Write the code

Last updated on 2024-07-30 | Edit this page

Estimated time: 32 minutes

Overview

Questions

  • How do you write the code that matches our physics selection criteria?
  • How do we keep track of everything?
  • What do we write out when we process a file?

Objectives

  • Learn to use awkward arrays to select subsets of the data
  • Understand how to apply the luminosity mask
  • Make a first-order plot of some of our variables of interest
  • Process at least one file of both simulation and collision data

Introduction


There is a significant amount of code to run here and so we have written the majority of it in a Jupyter notebook. You can run most of the code on its own, but you should take the time to read and understand what is happening.

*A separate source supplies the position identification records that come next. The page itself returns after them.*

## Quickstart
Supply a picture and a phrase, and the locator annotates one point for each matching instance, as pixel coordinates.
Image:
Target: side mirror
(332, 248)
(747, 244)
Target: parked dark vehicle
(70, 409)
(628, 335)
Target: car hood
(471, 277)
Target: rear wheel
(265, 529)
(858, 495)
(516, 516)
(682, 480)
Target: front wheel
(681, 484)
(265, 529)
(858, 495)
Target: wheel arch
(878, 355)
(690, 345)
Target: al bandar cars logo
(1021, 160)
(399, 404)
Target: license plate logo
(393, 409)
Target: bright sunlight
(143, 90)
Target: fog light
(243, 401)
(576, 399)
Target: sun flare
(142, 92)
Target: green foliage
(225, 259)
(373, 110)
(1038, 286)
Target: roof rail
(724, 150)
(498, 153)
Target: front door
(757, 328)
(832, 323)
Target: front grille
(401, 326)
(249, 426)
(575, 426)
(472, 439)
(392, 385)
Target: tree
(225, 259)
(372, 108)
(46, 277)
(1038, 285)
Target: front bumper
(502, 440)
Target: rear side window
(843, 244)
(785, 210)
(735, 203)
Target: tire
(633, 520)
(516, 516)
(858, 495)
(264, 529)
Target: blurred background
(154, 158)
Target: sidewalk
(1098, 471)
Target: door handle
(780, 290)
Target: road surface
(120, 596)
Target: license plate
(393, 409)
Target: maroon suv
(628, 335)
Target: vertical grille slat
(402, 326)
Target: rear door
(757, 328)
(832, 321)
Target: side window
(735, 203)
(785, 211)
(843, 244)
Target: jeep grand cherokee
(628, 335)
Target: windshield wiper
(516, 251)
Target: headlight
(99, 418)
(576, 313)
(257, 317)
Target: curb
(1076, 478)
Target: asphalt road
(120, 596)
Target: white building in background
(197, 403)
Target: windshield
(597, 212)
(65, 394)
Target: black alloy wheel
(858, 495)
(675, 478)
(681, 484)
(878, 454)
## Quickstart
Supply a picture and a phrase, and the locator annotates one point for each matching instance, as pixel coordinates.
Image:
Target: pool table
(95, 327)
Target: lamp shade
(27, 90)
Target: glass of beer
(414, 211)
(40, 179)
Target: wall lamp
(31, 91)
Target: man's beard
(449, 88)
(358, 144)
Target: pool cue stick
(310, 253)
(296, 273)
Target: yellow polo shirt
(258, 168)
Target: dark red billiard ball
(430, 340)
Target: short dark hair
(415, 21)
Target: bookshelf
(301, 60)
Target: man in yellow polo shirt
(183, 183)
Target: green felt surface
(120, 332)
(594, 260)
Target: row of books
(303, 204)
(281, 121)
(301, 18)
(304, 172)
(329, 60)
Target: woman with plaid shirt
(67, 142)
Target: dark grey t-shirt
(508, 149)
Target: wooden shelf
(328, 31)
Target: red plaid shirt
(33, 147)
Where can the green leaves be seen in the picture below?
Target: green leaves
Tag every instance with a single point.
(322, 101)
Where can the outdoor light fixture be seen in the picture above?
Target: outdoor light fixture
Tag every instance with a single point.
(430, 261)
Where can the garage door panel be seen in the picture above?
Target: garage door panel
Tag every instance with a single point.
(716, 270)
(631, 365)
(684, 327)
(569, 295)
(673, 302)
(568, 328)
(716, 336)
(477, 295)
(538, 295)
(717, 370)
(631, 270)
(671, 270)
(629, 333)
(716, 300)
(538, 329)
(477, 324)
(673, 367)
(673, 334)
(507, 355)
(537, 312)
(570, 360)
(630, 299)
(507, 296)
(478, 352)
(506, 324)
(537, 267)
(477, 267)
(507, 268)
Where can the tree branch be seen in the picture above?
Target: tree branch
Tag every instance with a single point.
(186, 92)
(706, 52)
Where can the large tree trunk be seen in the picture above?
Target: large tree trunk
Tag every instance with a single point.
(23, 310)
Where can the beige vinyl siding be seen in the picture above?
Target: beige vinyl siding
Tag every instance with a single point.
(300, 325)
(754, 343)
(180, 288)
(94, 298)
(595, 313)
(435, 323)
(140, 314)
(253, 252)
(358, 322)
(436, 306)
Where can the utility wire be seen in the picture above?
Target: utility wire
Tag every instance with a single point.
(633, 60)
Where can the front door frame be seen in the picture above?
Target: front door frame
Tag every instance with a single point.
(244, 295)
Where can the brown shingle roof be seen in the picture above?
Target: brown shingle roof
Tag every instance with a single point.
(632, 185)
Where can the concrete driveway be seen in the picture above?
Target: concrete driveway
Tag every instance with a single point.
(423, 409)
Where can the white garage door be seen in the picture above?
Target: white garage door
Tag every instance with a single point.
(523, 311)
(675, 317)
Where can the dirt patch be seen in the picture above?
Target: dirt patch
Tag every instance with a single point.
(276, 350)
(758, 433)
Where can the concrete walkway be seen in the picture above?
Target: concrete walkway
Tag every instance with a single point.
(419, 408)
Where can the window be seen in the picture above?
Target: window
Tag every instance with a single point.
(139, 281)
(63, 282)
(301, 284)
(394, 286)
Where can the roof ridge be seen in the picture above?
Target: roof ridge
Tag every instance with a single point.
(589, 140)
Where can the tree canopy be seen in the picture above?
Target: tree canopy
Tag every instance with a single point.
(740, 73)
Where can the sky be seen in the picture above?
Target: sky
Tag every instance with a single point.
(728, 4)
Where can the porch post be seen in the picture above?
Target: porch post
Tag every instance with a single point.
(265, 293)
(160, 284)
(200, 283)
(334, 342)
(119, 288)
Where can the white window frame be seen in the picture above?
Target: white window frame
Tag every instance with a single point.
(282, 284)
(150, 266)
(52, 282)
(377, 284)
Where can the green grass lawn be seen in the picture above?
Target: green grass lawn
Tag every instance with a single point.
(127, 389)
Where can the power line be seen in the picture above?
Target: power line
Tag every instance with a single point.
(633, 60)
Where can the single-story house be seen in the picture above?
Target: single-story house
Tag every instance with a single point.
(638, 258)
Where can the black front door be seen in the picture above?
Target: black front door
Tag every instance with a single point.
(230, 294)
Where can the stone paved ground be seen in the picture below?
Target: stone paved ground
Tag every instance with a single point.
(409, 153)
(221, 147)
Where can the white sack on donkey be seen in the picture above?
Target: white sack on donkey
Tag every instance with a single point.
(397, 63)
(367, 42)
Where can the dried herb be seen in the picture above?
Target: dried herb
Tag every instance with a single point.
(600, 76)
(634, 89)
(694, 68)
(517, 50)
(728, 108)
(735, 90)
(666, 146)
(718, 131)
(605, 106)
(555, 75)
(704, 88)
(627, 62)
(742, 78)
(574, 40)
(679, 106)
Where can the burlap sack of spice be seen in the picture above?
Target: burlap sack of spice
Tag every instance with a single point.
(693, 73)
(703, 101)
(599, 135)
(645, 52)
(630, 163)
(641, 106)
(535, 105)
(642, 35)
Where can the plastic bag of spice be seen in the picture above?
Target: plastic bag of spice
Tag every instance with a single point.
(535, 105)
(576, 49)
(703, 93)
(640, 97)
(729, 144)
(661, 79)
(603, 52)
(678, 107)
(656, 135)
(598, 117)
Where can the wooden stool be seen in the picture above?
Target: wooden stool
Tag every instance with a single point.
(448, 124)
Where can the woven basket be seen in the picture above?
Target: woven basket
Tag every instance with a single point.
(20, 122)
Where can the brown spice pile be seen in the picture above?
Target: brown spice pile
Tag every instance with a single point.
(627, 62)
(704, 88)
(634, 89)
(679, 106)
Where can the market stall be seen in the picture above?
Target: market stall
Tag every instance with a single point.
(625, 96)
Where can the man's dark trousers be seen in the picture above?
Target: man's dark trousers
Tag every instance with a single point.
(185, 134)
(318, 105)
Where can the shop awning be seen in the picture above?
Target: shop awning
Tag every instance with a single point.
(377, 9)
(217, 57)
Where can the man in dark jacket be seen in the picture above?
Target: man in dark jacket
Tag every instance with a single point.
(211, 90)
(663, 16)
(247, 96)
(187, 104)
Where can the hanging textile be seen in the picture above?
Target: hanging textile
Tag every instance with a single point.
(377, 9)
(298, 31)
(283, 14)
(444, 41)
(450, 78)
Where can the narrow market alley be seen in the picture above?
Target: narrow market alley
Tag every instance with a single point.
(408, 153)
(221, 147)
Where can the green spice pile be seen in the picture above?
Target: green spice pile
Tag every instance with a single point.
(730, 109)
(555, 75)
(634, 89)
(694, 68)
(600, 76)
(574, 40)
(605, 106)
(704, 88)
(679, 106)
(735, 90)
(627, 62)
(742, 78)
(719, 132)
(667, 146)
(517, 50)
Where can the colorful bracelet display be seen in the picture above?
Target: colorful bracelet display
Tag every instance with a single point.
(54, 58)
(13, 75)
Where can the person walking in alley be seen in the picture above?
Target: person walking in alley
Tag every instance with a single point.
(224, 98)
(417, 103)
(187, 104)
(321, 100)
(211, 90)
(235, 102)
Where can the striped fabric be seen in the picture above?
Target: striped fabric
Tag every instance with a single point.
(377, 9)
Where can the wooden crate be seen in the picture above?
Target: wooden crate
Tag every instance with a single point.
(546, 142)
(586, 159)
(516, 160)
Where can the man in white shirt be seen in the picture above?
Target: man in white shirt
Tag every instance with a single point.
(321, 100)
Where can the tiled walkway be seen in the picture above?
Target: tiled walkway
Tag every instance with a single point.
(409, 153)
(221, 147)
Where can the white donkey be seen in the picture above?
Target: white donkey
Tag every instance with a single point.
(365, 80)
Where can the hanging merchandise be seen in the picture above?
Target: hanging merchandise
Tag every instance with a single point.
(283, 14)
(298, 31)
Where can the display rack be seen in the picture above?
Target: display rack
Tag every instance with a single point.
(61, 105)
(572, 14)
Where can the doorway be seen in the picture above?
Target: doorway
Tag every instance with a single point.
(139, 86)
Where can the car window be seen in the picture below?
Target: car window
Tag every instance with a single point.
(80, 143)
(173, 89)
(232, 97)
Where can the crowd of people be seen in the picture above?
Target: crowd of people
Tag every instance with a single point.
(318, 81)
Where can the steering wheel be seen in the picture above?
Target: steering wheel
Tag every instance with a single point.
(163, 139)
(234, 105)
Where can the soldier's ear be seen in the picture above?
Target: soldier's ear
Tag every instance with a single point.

In some places, you need to modify the code to get it to run.

First, start your python docker container, following the lessons from the pre-exercises. I am on a Linux machine, and I have already created the cms_open_data_python directory. So I will do the following

BASH

export workpath=$PWD
mkdir cms_open_data_python
chmod -R 777 cms_open_data_python

Start the container with

BASH

docker run -it --name my_python -P -p 8888:8888 -v ${workpath}/cms_open_data_python:/code gitlab-registry.cern.ch/cms-cloud/python-vnc:python3.10.5

You will get a container prompt similar this:

OUTPUT

cmsusr@4fa5ac484d6f:/code$

Before we start our Jupyter environment, let’s download the notebook we’ll be using with the following command.

BASH

wget https://raw.githubusercontent.com/cms-opendata-workshop/workshop2024-lesson-event-selection/main/instructors/data_selection_lesson.ipynb

Now I will start Jupyter lab as follows.

BASH

jupyter-lab --ip=0.0.0.0 --no-browser

and open the link that is printed out in the message.

How to follow this lesson

While some of the code will be explained on this web page, the majority of the code and explanations of the code are written out in the Jupyter notebook. Therefore, you should primarily following along there.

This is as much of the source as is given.